Identification of human-pathogenic strains of Shiga toxin-producing Escherichia coli from food by a combination of serotyping and molecular typing of Shiga toxin genes

Abstract

We examined 219 Shiga toxin-producing Escherichia coli (STEC) strains from meat, milk, and cheese samples collected in Germany between 2005 and 2006. All strains were investigated for their serotypes and for genetic variants of Shiga toxins 1 and 2 (Stx1 and Stx2). stx(1) or variant genes were detected in 88 (40.2%) strains and stx(2) and variants in 177 (80.8%) strains. Typing of stx genes was performed by stx-specific PCRs and by analysis of restriction fragment length polymorphisms (RFLP) of PCR products. Major genotypes of the Stx1 (stx(1), stx(1c), and stx(1d)) and the Stx2 (stx(2), stx(2d), stx(2-O118), stx(2e), and stx(2g)) families were detected, and multiple types of stx genes coexisted frequently in STEC strains. Only 1.8% of the STEC strains from food belonged to the classical enterohemorrhagic E. coli (EHEC) types O26:H11, O103:H2, and O157:H7, and only 5.0% of the STEC strains from food were positive for the eae gene, which is a virulence trait of classical EHEC. In contrast, 95 (43.4%) of the food-borne STEC strains carried stx(2) and/or mucus-activatable stx(2d) genes, an indicator for potential high virulence of STEC for humans. Most of these strains belonged to serotypes associated with severe illness in humans, such as O22:H8, O91:H21, O113:H21, O174:H2, and O174:H21. stx(2) and stx(2d) STEC strains were found frequently in milk and beef products.

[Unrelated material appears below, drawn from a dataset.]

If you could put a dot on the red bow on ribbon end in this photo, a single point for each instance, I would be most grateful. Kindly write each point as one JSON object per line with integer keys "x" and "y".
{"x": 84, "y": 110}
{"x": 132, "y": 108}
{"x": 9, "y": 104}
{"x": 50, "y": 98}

Other stx types were associated more frequently with pork (stx(2e)), lamb, and wildlife meat (stx(1c)). The combination of serotyping and stx genotyping was found useful for identification and for assignment of food-borne STEC to groups with potential lower and higher levels of virulence for humans.

FIG. 1.

PCR/RFLP typing of genes of the Stx1 family. PCR amplification of Stx1 family genes with primers Stx1com-F and Stx1com-R results in a 282-bp (stx₁, stx_1-O48, stx_1-CB168, and stx_1d) or a 283-bp (stx_1c) fragment. The PCR fragments were digested separately with BstEII (lanes 1 to 3), HaeII (lanes 4 to 6), or PflMI (lanes 7 to 9), yielding RFLP patterns characteristic of stx₁, stx_1c, and stx_1d, respectively (Table 2). Lanes M, molecular size standards; lanes 1, 4, and 7, C600(H19) stx₁ (GenBank accession no. M16625); lanes 2, 5, and 8, DG131/3 stx_1c (GenBank accession no. Z36901); lanes 3, 6, and 9, MHI813 stx_1d (GenBank accession no. AY17085).

FIG. 2.

PCR/RFLP typing of genes of the Stx2 family. PCR amplification of Stx2 family genes was performed with primers GK5 and GK6, resulting in a 269-bp fragment. The PCR fragment was digested separately with HaeIII, RsaI, FokI, and NciI, yielding RFLP patterns characteristic of stx₂, stx_2v-ha, stx_2v-hb, stx_2g, stx_2-NV206, and stx_2-EC1586 (Table 3). Lanes M, molecular size standards; lanes 1, C600(W34) stx₂ (GenBank accession no. X07865); lanes 2, CB2851 stx_2v-ha (GenBank accession no. AJ605767); lanes 3, CB7753 stx_2v-hb (GenBank accession no. AF479829); lanes 4, 12422 stx_2g (GenBank accession no. AY286000); lanes 5, NV206 stx_2-NV206 (GenBank accession no. AF329817); lanes 6, RL481/06 stx_2-EC1586 (GenBank accession no. AM498375).